Now that they are older we go out to dinner each friday night and always go someone where on saturday. Now keep in mind my kids are 19 now and 24.
Maybe you need to take Lil O and Mady out of your room.
That there can lend some more spark, just hugging, snuggle, touching. I know your all about the family bed, But mom and dad need some private time, ducking now for fear you might throw something at me just a suggestion,maybe you can talk Hannah into baby sitting even if it means paying her a little cash .....
Date night...It's what helps us get out of the normal routine and rut of work, parenting and fatigue. Plus just the excitement of spending time together out heats things up until the day comes.
Heather Nicole said…
So I will just reiterate what everybody else said...I know we only have one child but I felt like we were newly weds again after our first date without Isabel. I can't even remember where we went, but when we came home we were love birds again. Also, getting away from Isabel makes me that much more excited to see her and attentive to her when I am with her.
I of course know nothing about your "snuggle" time with your hubby, but I was actually wondering how the family bed played into that. Not saying I want you to answer that question at all, but I said all that to say I sort of agree with "Mary". I believe your spouse should take priority over your kids. That may sound horrible, but you and your spouse are "one". It is often difficult to actually follow through with that. Hope your days get better!
Supermom said…
I wanted to add, since it's been brought up, that the family bed has nothing to do with "snuggle" time with Superdad. I think I can speak for the both of us on this one. We both treasure every moment the kids are in our bed.

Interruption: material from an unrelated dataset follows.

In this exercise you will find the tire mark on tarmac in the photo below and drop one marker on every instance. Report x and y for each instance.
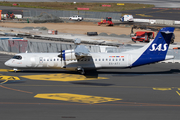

Again, they are only small for a short time, why shouldn't we enjoy that time with them?

I guess for us it's that we use our time for different things. For him it could be reading or riding his bike. For me it could be the computer or tv.

We just need to reevaluate and start doing things together as a couple.

Thanks for all the great comments. Keep them coming.
Heather Nicole said…
Sorry SM I shouldnt have even gone that route. I meant that only if it interfered with alone time. Sorry.

We have been trying to find a hobby we enjoy together. We like doing the same stuff as far as dinner, movie, etc. He has golf, I have art, and for now we are happy to play Wii together occasionally ha ha. What a date!
Penelope Anne said…
LOL! after 2 divorces I can't really speak on this one! I could make you a list of what not to do -but it would start with DONT get married!!!! ROF!!! JK! I think the big thing is - is that people realize everything changes - so what works at one point may not work 2 years later - its important to re-evaluate - and you and SD are GREAT about communicating your TRUE feelings - and thats what will make it last! XO
Penelope Anne said…
I will say -and ya know my kids slept with me and hubbs (x2) the kids NEVER stopped us from doing anything - once mine were asleep it was on like donkey kong baby
!!!! hee hee!
Supermom said…
Heather ~ No no, it's okay!! I talk about sex all the time on this blog. Or the LACK of it! I just didn't want some moms to worry about that with a family bed. :)

I dream of a day with more sex...ahh...

Penelope ~ I'm with you. There are so many options for sex when the kids are in bed. ~sigh~
Heather Nicole said…
i am blushing ladies! maybe that could be a new way to spice up our "alone" time. wait until isabel is asleep in bed with us...ha ha.
Penelope Anne said…
seriously - its kinda like 'sneaking' and doing it - which adds an air of excitment and then the fact that you cant be loud shift it up to a whole 'nuther' level! LOL!!!